Buntut dari kurang puasnya pemerintah terhadap kinerja PT Merpati Nusantara Airlines yang seakan-akan jalan di tempat, adalah pergantian Direktur Utama yang semula dipegang oleh Hotasi Nababan digantikan oleh Rudy Setyopurnomo. Menurut Hotasi, menumpuknya utang perusahaan yang mencapai Rp 6 trilyun dan armadanya yang merupakan pesawat sudah berumur menjadi penyebab utama kinerja buruk PT MNA dan bisa saja sudah bangkrut sekarang ini. Rudy Setyopurnomo, Dirut Merpati saat ini, setuju dengan ucapan Hotasi dan sedang melakukan berbagi upaya penyelamatan PT MNA. Selain dengan perbaikan manajemen, Merpati berniat melakukan restrukturisasi utang perusahaan dengan jalan mengkonversi utang ke dalam bentuk saham, tentunya dengan restu dari Kementerian Negara BUMN (selaku pemegang saham PT MNA). Hal ini meniru apa yang telah dilakukan oleh PT Garuda Indonesia (Persero) beberapa waktu lalu. Langkah pamungkas yang lain adalah dengan meminta dilakukannya PMN (Penyertaan Modal Negara) untuk PT Merpati Nusantara Airlines.

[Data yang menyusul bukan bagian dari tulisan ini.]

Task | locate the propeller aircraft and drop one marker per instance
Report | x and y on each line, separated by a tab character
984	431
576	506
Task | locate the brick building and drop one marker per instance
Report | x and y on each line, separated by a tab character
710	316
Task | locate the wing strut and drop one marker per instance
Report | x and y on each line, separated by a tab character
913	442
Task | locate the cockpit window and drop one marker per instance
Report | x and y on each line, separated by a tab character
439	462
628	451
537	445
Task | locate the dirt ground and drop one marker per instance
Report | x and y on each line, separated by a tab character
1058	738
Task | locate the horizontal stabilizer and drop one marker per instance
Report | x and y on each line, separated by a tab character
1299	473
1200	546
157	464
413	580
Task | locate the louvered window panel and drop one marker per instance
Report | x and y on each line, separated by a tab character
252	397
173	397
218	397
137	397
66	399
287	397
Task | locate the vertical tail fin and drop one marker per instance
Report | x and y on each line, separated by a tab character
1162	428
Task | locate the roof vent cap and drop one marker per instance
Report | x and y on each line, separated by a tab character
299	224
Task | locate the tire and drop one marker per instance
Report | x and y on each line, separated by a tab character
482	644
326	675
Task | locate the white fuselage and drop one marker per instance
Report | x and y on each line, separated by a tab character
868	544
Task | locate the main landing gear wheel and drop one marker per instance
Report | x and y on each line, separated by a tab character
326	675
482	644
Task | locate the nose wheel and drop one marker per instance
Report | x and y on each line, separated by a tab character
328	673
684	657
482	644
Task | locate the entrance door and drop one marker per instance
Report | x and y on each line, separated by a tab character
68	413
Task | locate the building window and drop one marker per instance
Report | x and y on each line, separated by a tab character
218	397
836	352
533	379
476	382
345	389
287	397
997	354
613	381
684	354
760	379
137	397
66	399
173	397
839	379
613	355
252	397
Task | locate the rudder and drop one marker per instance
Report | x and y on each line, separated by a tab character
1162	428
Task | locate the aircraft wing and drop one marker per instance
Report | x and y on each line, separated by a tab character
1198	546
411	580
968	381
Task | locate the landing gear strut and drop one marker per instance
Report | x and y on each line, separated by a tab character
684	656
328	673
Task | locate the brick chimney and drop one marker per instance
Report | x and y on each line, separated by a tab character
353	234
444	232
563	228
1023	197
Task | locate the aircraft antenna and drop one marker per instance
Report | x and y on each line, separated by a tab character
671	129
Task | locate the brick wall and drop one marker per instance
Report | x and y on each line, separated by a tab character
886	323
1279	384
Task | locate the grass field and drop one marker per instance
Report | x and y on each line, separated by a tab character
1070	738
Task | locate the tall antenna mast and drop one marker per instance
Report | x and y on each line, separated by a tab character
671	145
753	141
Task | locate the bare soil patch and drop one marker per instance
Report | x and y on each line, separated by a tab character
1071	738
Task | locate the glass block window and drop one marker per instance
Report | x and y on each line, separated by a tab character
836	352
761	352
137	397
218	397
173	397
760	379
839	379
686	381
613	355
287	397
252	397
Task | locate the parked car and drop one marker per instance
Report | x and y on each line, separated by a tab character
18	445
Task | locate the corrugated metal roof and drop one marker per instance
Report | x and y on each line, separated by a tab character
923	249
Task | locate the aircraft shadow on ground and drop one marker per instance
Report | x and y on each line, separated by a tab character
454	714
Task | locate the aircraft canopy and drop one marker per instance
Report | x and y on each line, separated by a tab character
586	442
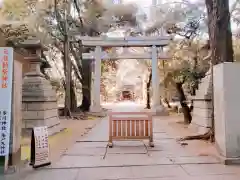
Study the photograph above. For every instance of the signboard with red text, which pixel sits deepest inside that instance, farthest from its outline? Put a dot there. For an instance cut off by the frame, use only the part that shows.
(6, 78)
(40, 147)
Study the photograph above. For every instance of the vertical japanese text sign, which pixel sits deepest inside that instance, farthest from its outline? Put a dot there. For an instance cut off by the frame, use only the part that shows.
(6, 71)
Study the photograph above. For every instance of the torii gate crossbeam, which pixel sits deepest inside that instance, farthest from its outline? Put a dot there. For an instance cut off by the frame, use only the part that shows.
(99, 42)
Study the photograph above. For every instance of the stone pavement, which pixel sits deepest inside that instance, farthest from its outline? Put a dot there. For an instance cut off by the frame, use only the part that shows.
(168, 160)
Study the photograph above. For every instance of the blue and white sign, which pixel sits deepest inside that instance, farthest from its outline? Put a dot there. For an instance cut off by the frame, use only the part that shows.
(6, 78)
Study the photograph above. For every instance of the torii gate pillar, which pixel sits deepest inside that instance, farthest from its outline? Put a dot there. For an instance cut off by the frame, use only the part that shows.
(157, 107)
(96, 83)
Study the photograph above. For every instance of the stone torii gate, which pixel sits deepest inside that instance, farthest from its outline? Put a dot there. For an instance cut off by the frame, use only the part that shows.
(98, 55)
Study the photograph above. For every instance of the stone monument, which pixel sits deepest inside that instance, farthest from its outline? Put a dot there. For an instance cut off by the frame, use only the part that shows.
(38, 97)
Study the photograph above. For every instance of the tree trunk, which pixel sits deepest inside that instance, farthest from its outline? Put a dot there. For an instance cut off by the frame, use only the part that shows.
(73, 97)
(185, 108)
(86, 85)
(220, 34)
(148, 106)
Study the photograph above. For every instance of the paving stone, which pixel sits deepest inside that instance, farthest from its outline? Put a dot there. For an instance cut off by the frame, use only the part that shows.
(160, 171)
(62, 174)
(86, 152)
(110, 160)
(209, 169)
(134, 159)
(210, 177)
(127, 148)
(195, 160)
(110, 173)
(90, 145)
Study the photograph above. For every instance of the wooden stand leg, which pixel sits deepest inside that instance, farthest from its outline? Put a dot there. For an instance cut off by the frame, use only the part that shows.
(110, 144)
(151, 144)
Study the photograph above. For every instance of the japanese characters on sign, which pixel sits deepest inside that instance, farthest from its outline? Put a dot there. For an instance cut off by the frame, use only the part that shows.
(4, 74)
(41, 145)
(6, 70)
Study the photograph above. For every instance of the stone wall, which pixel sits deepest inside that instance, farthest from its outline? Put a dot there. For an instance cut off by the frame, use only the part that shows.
(202, 112)
(226, 111)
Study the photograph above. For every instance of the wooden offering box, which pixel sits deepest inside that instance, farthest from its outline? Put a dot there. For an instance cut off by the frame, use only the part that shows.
(130, 126)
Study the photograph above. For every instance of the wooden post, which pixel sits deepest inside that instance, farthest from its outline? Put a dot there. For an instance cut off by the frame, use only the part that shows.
(155, 77)
(67, 62)
(96, 106)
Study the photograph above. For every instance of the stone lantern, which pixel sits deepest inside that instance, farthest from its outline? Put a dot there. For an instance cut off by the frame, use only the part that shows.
(38, 97)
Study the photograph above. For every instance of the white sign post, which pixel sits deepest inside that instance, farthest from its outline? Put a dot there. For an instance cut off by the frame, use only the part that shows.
(6, 78)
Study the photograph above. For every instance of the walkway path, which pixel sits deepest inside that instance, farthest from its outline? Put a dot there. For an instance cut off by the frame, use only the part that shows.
(168, 160)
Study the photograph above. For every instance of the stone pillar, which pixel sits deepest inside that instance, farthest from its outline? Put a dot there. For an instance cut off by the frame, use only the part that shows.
(202, 103)
(157, 107)
(96, 106)
(38, 97)
(226, 111)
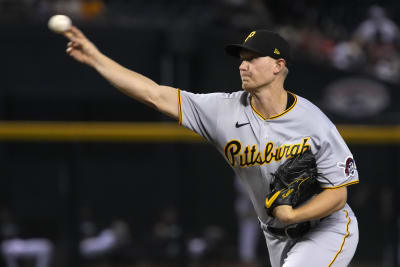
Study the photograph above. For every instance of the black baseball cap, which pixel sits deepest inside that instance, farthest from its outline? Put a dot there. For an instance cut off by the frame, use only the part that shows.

Terkait PMN, Kementerian Keuangan c.q Direktorat Jenderal Kekayaan Negara (DJKN) selaku pengelola kekayaan negara mempunyai andil dalam menetapkan kebijakan ini. Mungkin ada yang bertanya-tanya, bagaimana kedudukan Menteri Keuangan dalam pengelolaan BUMN, bukankah sudah ada Kementerian BUMN yang menjadi pembina dan pengelola BUMN. Untuk menjawabnya, kita berangkat dari Undang-Undang Nomor 17 Tahun 2003 tentang Keuangan Negara yang menyatakan bahwa Presiden selaku pemegang kekuasaan pengelolaan keuangan negara memberi kuasa kepada Menteri Keuangan selaku pengelola fiskal dalam kepemilikan kekayaan negara yang dipisahkan. Menteri Keuangan kemudian melimpahkan kembali wewenangnya dalam hal pemilikan dan pengelolaan sebagian kekayaan negara dipisahkan kepada Menteri Negara BUMN melalui Peraturan Pemerintah Nomor 41 Tahun 2003 tentang Pelimpahan Kedudukan, Tugas dan Kewenangan Menteri Keuangan pada Persero, Perum, dan Perjan kepada Menteri Negara BUMN. Namun, ada beberapa kewenangan Menteri Keuangan yang tidak dilimpahkan kepada Menteri BUMN, yaitu terkait penatausahaan dan pengusulan PMN serta pendirian Persero dan Perum. Kemudian berdasarkan pasal 1082 dan 1083 Peraturan Menteri Keuangan Nomor 184 Tahun 2010 tentang Organisasi dan Tata Kerja Kementerian Keuangan, salah satu tugas dan fungsi Dirjen Kekayaan Negara c.q Direktorat Kekayaan Negara Dipisahkan (Dit. KND) ialah pendirian dan pengusulan penyertaan modal negara.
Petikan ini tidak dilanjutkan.